Hi folks...well just a wee bit of background for those that don't know me. My twin sister is an alcoholic, for over 20 yrs now. Shes been on & off the wagon so many times i cant count.
Things have been going well for a few months & shes been trying so hard to stay sober, in her words...I'm doing great!! she even went for an interview & got the job! The family were all delighted for her saying " this is what she needs, this will help her, this will get her out the house and around people again. " yes everyone was delighted. Apart from me....
Inside all i felt were alarm bells, I know this sounds like I'm not being supportive, but I am being realistic. I know my sister, i know her track record, we are twins i know her mind. I also know I have to give her the benefit of the doubt, after talking with her about being ready, really ready to make that step. Her life i know! I still care though.

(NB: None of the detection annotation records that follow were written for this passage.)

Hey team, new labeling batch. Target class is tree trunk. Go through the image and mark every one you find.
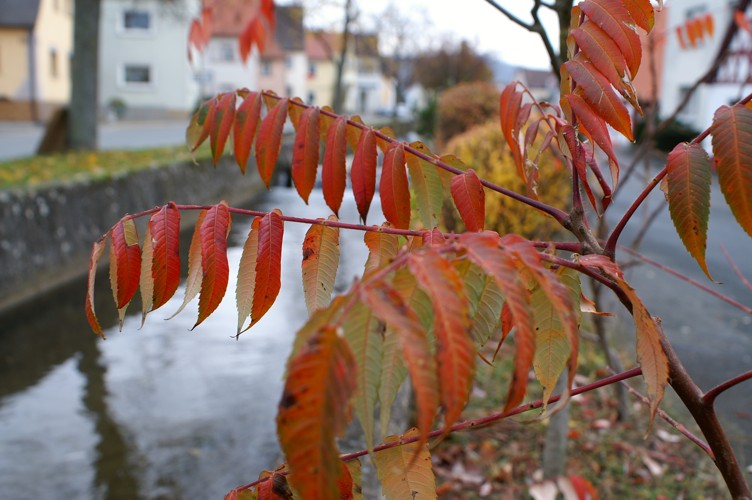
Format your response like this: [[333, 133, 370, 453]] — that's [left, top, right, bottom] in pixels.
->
[[332, 0, 353, 113], [68, 0, 101, 150]]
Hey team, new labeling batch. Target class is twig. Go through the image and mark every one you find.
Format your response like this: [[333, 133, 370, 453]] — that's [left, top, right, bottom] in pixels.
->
[[620, 380, 715, 460], [235, 367, 642, 491], [619, 245, 752, 314], [702, 370, 752, 405]]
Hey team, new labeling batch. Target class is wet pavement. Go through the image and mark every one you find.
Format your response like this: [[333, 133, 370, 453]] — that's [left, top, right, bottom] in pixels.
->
[[0, 153, 752, 499]]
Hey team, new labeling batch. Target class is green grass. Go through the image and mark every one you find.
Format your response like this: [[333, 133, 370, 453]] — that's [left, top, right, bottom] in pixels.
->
[[0, 146, 210, 190]]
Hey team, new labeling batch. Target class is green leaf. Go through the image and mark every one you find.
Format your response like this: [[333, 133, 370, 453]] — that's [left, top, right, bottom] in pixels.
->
[[374, 429, 437, 500], [342, 302, 384, 451], [406, 143, 444, 229], [666, 142, 713, 280]]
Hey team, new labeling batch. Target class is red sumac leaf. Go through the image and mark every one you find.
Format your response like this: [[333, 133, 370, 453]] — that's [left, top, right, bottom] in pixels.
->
[[711, 105, 752, 236], [256, 98, 288, 188], [251, 209, 285, 325], [149, 202, 180, 310], [233, 92, 261, 174], [292, 108, 319, 204], [580, 0, 642, 78], [408, 250, 475, 430], [361, 284, 439, 448], [86, 237, 107, 338], [666, 142, 712, 279], [321, 116, 347, 215], [110, 219, 141, 309], [379, 144, 410, 229], [193, 201, 230, 328], [451, 169, 486, 231], [277, 327, 357, 498], [564, 57, 634, 141], [350, 129, 377, 224], [499, 82, 526, 180], [210, 92, 235, 167]]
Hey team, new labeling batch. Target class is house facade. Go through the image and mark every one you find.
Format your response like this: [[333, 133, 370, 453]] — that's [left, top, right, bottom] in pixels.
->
[[99, 0, 200, 119], [0, 0, 73, 121], [660, 0, 752, 130]]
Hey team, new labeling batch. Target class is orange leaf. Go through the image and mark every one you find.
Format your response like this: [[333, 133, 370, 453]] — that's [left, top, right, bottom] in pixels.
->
[[292, 108, 319, 204], [580, 255, 669, 425], [571, 21, 627, 89], [580, 0, 642, 78], [193, 201, 230, 328], [362, 284, 439, 448], [461, 232, 535, 409], [235, 217, 261, 335], [277, 327, 357, 498], [379, 144, 410, 229], [624, 0, 655, 32], [233, 92, 261, 174], [149, 202, 180, 310], [321, 116, 347, 215], [451, 169, 486, 231], [86, 237, 107, 338], [251, 209, 285, 325], [499, 82, 527, 181], [666, 142, 713, 280], [350, 129, 377, 224], [168, 210, 208, 319], [302, 215, 339, 314], [210, 92, 235, 167], [564, 57, 634, 141], [256, 98, 288, 188], [408, 248, 475, 430], [110, 219, 141, 309], [711, 105, 752, 236], [565, 94, 619, 186]]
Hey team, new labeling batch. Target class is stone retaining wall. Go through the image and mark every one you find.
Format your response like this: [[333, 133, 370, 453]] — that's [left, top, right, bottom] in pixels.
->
[[0, 157, 263, 311]]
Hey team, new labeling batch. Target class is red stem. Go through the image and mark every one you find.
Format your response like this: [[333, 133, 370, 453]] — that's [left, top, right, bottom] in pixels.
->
[[235, 367, 642, 491], [702, 370, 752, 405], [262, 91, 567, 226], [619, 245, 752, 314], [604, 90, 752, 256]]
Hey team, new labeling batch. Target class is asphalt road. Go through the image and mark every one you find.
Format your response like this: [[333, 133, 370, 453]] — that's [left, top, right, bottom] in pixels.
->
[[0, 119, 188, 161]]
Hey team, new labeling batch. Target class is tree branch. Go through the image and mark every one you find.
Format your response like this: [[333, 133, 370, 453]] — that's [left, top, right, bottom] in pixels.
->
[[234, 367, 642, 491]]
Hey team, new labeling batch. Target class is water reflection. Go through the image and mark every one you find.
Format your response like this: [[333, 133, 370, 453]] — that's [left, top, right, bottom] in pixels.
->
[[0, 189, 379, 499]]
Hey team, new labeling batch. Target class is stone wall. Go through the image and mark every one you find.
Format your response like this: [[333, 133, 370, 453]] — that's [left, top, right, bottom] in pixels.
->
[[0, 157, 263, 311]]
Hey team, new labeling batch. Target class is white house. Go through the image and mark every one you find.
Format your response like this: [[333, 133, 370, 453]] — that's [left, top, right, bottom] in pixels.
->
[[660, 0, 752, 130], [99, 0, 200, 119]]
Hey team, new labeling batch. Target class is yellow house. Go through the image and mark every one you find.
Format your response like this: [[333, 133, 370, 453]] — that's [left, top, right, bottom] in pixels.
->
[[0, 0, 73, 121]]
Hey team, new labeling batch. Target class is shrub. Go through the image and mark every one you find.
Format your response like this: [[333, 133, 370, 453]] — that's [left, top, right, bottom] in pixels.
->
[[442, 121, 570, 239], [436, 82, 499, 144]]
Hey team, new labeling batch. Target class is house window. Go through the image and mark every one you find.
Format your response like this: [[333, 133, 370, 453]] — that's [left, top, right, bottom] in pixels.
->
[[123, 64, 152, 86], [217, 42, 235, 62], [123, 9, 152, 32], [50, 49, 59, 78]]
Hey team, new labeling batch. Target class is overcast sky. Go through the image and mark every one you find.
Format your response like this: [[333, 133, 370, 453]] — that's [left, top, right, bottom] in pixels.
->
[[288, 0, 558, 68]]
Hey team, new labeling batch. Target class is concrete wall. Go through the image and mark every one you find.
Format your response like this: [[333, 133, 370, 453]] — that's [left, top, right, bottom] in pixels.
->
[[0, 156, 264, 310], [34, 0, 73, 105]]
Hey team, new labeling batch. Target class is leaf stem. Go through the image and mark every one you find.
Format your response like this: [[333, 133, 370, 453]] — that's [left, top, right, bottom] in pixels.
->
[[604, 93, 752, 258], [234, 367, 642, 491], [262, 91, 568, 227], [702, 370, 752, 405]]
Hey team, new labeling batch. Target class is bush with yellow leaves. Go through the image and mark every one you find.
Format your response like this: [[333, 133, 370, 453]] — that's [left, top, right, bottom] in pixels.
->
[[442, 121, 571, 240]]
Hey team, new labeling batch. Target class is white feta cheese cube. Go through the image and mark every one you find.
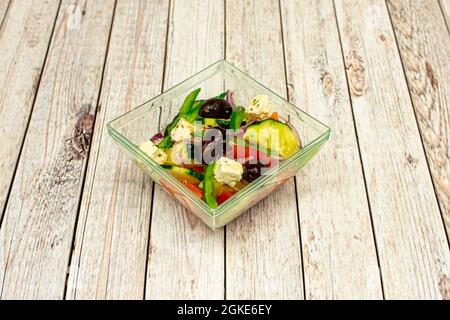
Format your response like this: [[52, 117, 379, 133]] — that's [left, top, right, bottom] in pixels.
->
[[214, 157, 244, 187], [247, 94, 275, 119]]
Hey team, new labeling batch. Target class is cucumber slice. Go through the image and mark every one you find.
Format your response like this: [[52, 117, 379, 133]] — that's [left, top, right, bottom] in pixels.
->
[[162, 165, 203, 185], [244, 119, 301, 158]]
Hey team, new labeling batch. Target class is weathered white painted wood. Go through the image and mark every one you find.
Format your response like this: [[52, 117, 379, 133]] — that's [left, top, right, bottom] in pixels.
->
[[67, 0, 169, 299], [439, 0, 450, 30], [0, 0, 10, 27], [0, 0, 114, 299], [146, 0, 224, 299], [281, 0, 382, 299], [226, 0, 303, 299], [336, 0, 450, 299], [0, 0, 59, 219], [388, 0, 450, 236]]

Anyway...she started work, all went well as she settled into it really quickly. However, I still i have this niggling feeling..waiting for the S**T to hit the fan. This sounds so bad like I have no faith in my sister, but my intuition tells me shes gonna lose this job the same way as the rest...turning up drunk or not turning up at all because shes too drunk to get out of bed. But also I'm praying that this time, maybe this time will be the right time and that i'm over reacting and I shouldn't be thinking this stuff..cant help it.
So she had yesterday and today and tomorrow off and is due back in Wednesday morning. I go round to have a cuppa & catch up today to find her drunk.........what can i say, it hit me like a punch to the gut, I was so upset with her, didn't show it I walked away because there's no talking to her when shes like that, it falls on deaf ears anyway. The big brick wall goes up.
Anyway, its bothered me big time, i am worried shes gonna lose this job, if she does lose the job she will hit the bottle in a big way that's what she does when things don't go to plan
I understand its her consequence and her responsibility not mine but i had to share, get it out because its really bothering me inside.
Thanks for listening..I am gonna see what tomorrow brings.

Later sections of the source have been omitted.